Share if You Dare

Haren Shared Space

I have found myself in conversations about Shared Space many times. I will be told how wonderful is Shared Space is, and how it will solve all our traffic problems. When I point out that it doesn't actually work, some people get quite indignant, though others have clearly heard from others (or worked out for themselves) that "it works until drivers get used to it", because they complete my sentence before me.   And "works" is rather a broad interpretation of the word. Shared Space is frequently applied to areas with high levels of motor traffic (indeed that it is what it is aimed at). That traffic doesn't go away, but drivers do initially become more cautious as they try to figure out the new, unfamiliar road scheme. But most journeys are made more than once, so the new layout wont remain unfamiliar. Then it's business as usual. This is true of any new road layout, including when a set of traffic lights fail at a busy junction.

Some Shared Space schemes do bring about an improvement, but this is not because the road layout follows the Shared Space rules. In any situation, some underlying road layouts work better than others, or differently at least. Traffic lights tend to produce stop-start traffic with high maximum speeds, so replacing traffic lights with a single-lane roundabout will reduce speed variation and make motor traffic less threatening. But it makes no difference if the roundabout is traditional or a Shared Space "roundel". However, Dutch engineers have made subtle changes to conventional roundabouts that make them work much more safely than British roundabouts and Shared Space roundels. And some Shared Space schemes have been a complete disaster; crossing Exhibition Road in London is now difficult and risky, and a Shared Space in Coventry resulted in a death.

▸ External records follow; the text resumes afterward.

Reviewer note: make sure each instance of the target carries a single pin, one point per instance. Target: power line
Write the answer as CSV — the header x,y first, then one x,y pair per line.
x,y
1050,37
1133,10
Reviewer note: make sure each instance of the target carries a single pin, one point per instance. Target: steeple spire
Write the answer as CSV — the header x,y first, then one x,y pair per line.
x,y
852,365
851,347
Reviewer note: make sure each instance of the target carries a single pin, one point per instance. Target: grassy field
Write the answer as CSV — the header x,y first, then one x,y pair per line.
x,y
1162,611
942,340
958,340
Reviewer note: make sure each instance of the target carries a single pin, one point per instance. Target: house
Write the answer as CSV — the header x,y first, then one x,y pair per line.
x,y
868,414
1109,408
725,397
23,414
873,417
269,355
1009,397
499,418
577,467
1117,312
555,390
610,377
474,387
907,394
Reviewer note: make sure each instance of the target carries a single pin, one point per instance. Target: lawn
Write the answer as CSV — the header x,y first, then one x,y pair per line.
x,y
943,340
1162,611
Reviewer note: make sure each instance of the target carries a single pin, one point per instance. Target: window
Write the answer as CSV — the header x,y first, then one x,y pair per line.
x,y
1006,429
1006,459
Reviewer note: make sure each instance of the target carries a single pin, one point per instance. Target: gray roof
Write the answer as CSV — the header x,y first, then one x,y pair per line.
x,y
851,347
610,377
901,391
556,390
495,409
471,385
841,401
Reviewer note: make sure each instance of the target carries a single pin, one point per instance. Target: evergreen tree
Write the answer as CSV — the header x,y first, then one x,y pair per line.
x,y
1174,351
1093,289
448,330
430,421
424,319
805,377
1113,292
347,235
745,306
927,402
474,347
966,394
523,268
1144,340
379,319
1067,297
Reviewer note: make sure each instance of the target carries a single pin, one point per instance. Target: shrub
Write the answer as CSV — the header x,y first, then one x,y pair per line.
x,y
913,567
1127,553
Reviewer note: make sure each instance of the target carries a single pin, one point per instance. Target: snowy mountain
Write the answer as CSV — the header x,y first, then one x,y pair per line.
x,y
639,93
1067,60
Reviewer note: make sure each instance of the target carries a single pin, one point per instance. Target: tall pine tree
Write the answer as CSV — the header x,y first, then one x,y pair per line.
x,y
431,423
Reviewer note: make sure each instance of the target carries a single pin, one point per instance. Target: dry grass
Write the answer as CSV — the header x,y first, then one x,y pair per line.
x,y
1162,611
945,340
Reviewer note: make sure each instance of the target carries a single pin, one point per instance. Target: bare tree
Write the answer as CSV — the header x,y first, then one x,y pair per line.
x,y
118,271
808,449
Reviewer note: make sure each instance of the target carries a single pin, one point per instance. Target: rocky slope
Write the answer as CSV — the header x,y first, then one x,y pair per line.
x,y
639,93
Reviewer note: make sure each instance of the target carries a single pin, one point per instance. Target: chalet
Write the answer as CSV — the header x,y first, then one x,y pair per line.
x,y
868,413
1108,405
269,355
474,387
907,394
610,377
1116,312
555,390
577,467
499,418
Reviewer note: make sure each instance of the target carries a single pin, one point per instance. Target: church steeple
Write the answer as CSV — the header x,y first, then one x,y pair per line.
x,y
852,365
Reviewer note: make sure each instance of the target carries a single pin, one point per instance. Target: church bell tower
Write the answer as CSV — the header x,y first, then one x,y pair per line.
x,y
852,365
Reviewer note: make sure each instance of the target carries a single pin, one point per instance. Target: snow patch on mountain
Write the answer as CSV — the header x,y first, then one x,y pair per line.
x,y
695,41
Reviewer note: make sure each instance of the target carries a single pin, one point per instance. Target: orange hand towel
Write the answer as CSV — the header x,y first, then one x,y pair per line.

People will have a pet Shared Space scheme, not realising it either doesn't work well, or that the same effect could have been achieved for considerably less money with conventional techniques and no consultants. This usually follows my pointing out the problems associated with a number of other Shared Space schemes. These are dismissed with "well it's obviously not a good example", or "it's not a true Shared Space scheme". There are an astonishing number of Shared Space schemes that fit those descriptions.

The photo at the top of this blog post shows a good example of a "true" Shared Space scheme (Haren high street). We know it is, because the person who invented Shared Space said so. Does it look tempting? Would you be enjoying the diesel and petrol fumes? Do you, as a pedestrian or cyclist, fancy seeing if the drivers of all those motor vehicles are willing to share the space with you, or your children? If you think they will be significantly more willing to do so than on a conventional high street, go ahead and ask the council to blow a vast amount of your (tax) money on consultants, block paving and fancy street lamps. But just ask yourself a question first. What do you think will put that commercial truck driver in a better frame of mind? Block paving, or not being delayed by the long queue of cars making a journey of under a mile because their drivers were put off cycling by the lack of protected cycle lanes? Alternatively, visit Haren, as I have done, and find out for yourself that you could have had the same experience on Kings Heath high street for a lot less cost and hassle. Yeah, Haren looks better, but the experience of being bullied by drivers is just the same, and should you be run over in Haren, I'm guessing you wont be admiring the block paving as you lie there with a crushed foot or a broken leg.

So over in our Research section myself and veteran cycling campaigner David Cox OBE have created a "web book" on Shared Space. It describes the theory, and the reality in a number of locations, including in Birmingham. I suspect I know what some of the comments will be on our Facebook page. If you plan to post a comment of the form "Have you seen X? It's supposed to be working really well.", the answer is very possibly not, but we likely know another cycling campaigner who has, and (s)he found it to have all the usual problems associated with Shared Space. Personally I've read about a lot of Shared Spaces, and seen a few, and the experience does not tempt me to waste my time travelling the country looking at more sinking block paving, artistic lamp posts, queuing cars, people struggling to cross the road, and pavement cycling.

Also in our Research section you will find "web book" chapters on what does work. Ask the council for this, not expensive bling.